I like MERGE but I always have to lookup the syntax every time I use it. Load of people struggle with the UPDATE FROM syntax. Let's see how they cope when we throw MERGE into the mix.
Removing or deprecating the UPDATE / DELETE FROM syntax would be a mistake IMHO.
I recommend developers use a Orm. Entity framework will do it right everytime. No need to worry. Then SQL is more of a escape hatch then a hammer for every problem. Who needs a stored proc for every piece of crud? Heaven forbid if you have to add a field to a table. In that case your resigned to an afternoon of plumbing to make sure all you queries on that table are updated.
Yes, validating that the code works is huge. I can't test a MERGE without either (a) making a copy of all the tables and data involved, or (b) wrapping everything in transactions. Arguably we should be doing (b) anyway, but it's not necessary when you can easily test your assumptions by performing a SELECT instead of affecting data.

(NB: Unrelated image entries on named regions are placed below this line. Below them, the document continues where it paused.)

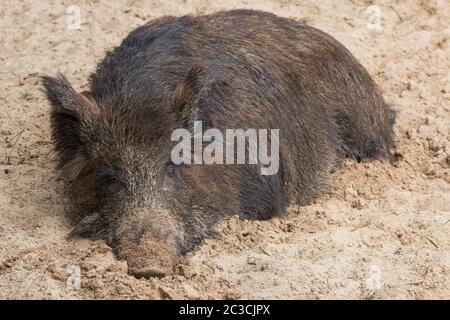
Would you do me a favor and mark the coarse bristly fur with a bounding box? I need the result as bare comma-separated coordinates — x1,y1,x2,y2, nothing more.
43,10,395,277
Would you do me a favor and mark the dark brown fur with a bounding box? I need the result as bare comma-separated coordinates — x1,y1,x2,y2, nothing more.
43,10,394,276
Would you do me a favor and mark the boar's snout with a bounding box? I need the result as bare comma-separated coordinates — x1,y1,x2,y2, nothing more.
116,210,179,278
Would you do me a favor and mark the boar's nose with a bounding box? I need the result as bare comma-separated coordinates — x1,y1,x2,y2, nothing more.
128,267,167,279
119,234,177,279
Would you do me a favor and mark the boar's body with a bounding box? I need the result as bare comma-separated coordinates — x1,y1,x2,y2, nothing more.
44,10,393,276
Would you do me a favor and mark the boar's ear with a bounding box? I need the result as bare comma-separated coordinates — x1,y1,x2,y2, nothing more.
42,75,99,167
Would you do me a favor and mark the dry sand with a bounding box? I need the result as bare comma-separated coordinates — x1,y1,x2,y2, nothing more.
0,0,450,299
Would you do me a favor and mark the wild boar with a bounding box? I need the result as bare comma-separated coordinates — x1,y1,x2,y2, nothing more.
43,10,394,277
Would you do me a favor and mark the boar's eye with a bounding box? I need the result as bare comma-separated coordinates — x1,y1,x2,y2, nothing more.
96,167,121,193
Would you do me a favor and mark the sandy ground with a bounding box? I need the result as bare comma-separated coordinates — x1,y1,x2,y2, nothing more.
0,0,450,299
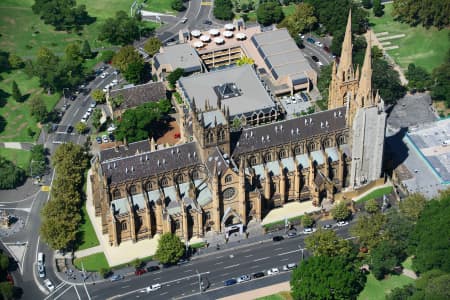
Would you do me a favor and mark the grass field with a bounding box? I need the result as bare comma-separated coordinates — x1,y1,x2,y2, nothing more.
0,148,31,172
0,70,59,142
73,252,109,272
356,186,393,202
77,205,100,250
370,4,450,71
358,274,414,300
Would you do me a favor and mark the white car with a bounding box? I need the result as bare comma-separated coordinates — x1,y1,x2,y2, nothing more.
236,275,251,283
44,279,55,292
267,268,280,275
145,283,161,293
336,221,348,227
283,263,297,271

Now, it is worth it to test "the hard way" sometimes, especially in the UPSERT scenario. But in a lot of cases I just can't justify the time sink.
Yup. Totally agree that it would be dump to deprecate this option. Folks that want fuller ANSI compliance can code things that way. (But they're STILL going to run the code on SQL Server and any illusions about being able to magically just port that code to another RDBMS without all sorts of extra work are just delusions.)

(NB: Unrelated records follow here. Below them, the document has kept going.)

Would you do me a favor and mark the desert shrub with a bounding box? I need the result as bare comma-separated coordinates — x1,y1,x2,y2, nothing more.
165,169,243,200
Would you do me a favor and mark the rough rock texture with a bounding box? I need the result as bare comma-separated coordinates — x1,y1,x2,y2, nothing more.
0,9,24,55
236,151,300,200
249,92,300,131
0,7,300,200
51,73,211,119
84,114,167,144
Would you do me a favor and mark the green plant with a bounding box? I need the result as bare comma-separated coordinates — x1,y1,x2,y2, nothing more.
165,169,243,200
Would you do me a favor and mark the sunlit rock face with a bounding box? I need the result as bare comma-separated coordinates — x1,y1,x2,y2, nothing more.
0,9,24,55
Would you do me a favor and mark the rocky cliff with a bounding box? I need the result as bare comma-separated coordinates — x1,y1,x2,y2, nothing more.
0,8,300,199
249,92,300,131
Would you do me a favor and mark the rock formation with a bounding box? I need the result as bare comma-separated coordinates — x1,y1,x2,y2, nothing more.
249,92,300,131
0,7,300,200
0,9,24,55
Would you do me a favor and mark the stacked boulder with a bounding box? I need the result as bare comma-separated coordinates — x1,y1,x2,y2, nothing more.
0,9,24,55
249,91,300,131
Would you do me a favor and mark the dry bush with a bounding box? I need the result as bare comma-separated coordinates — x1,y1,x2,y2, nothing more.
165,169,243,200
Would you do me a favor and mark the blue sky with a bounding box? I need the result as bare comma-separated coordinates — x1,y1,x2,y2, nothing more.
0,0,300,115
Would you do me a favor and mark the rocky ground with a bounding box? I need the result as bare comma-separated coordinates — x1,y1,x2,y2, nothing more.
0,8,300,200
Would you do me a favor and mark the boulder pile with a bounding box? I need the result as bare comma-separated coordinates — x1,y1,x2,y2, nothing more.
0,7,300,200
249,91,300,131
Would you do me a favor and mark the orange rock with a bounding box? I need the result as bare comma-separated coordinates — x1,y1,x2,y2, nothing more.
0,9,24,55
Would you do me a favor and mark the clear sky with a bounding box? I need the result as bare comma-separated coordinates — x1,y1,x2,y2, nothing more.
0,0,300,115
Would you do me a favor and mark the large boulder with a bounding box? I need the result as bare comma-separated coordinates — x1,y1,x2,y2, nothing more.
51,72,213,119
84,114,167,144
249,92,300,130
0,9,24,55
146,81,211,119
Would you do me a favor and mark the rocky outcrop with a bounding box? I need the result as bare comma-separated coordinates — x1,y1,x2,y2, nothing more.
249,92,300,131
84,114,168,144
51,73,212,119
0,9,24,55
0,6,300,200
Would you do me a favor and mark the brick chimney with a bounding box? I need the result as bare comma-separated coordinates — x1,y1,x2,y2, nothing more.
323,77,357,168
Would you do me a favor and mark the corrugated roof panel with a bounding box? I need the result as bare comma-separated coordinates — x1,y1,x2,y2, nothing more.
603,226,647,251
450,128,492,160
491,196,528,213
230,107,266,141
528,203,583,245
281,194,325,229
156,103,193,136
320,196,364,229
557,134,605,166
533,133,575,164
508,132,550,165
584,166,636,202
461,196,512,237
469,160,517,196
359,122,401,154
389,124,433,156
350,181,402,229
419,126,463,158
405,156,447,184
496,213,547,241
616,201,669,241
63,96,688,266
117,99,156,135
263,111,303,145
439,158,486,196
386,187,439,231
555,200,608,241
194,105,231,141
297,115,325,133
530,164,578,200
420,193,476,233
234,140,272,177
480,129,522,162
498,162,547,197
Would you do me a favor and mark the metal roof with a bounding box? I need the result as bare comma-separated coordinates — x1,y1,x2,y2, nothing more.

And @RichB nails it: Making this change would impact SOOOOO much code already out there that it would definitely hinder sales.

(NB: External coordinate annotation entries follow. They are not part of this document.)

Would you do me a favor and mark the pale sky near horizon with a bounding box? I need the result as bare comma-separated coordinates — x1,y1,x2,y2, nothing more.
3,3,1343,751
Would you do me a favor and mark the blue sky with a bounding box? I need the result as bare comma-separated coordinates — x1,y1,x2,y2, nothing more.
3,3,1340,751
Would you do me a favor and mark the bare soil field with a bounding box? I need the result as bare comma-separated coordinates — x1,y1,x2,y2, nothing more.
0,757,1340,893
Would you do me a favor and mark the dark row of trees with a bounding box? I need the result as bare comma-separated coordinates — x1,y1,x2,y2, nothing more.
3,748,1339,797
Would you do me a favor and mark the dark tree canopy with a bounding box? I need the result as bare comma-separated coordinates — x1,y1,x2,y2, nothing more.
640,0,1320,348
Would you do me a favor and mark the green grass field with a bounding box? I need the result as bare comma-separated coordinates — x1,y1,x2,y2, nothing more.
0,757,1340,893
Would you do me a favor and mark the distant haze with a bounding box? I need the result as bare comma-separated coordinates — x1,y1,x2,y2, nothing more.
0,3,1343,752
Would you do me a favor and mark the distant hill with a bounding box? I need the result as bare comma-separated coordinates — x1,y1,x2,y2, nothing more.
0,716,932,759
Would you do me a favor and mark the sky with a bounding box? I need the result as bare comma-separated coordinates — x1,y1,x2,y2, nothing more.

Great post though (and I concur: my fav reason for the 'older' syntax is that it's so much easier to switch to a SELECT and then test).
I agree 100% with you about the dev team dedicating time to support the OVER clause in full, instead focusing on deprecating UPDATE FROM or any other statement / command.
It would also be interesting, and perhaps productive, if the dev team also implement the support for the ANSI standard row value constructor, which could be very handy for multiple columns updates.
SET (c1, c2, c3) = (SELECT T2.c1, T2.c2, T2.c3
WHERE T2.keycol = T1.keycol)
WHERE keycol = @key;
Concidently, the suggestion was also made by Hugo and it got my vote.
Of course, there would be 2 big consequences involved with deprecating it:
1. Few organisations would get round to upgrading to that version.
2. A massive boom in short terms contract work to rewrite the exceptions to the above points code base.
Of course it might also provide an additional stimulus for folk to make the break with SQL entirely – if they have to effectively rewrite it all they may as well take the plunge to one of the competitions products like their boards golf buddies keep suggesting…
"(and wait 20 minutes for me to figure out how to write it)" – LOL. This is the biggest reason MERGE has been met with a decided lack of enthusiasm with our developers. No one can ever remember how to use the blasted thing, and they just graviate back to the simpler, and easier-to-use methods that work just as well.
I personally think removing UPDATE FROM would be a horrible move on Microsoft's part. As with any language one can shoot themselves in the foot with just about everything, so should all instances where this can happen, in all languages, just be removed?
UPDATE FROM is far easier to understand and write than the MERGE syntax, and I hope Microsoft sees the light and doesn't remove it from TSQL.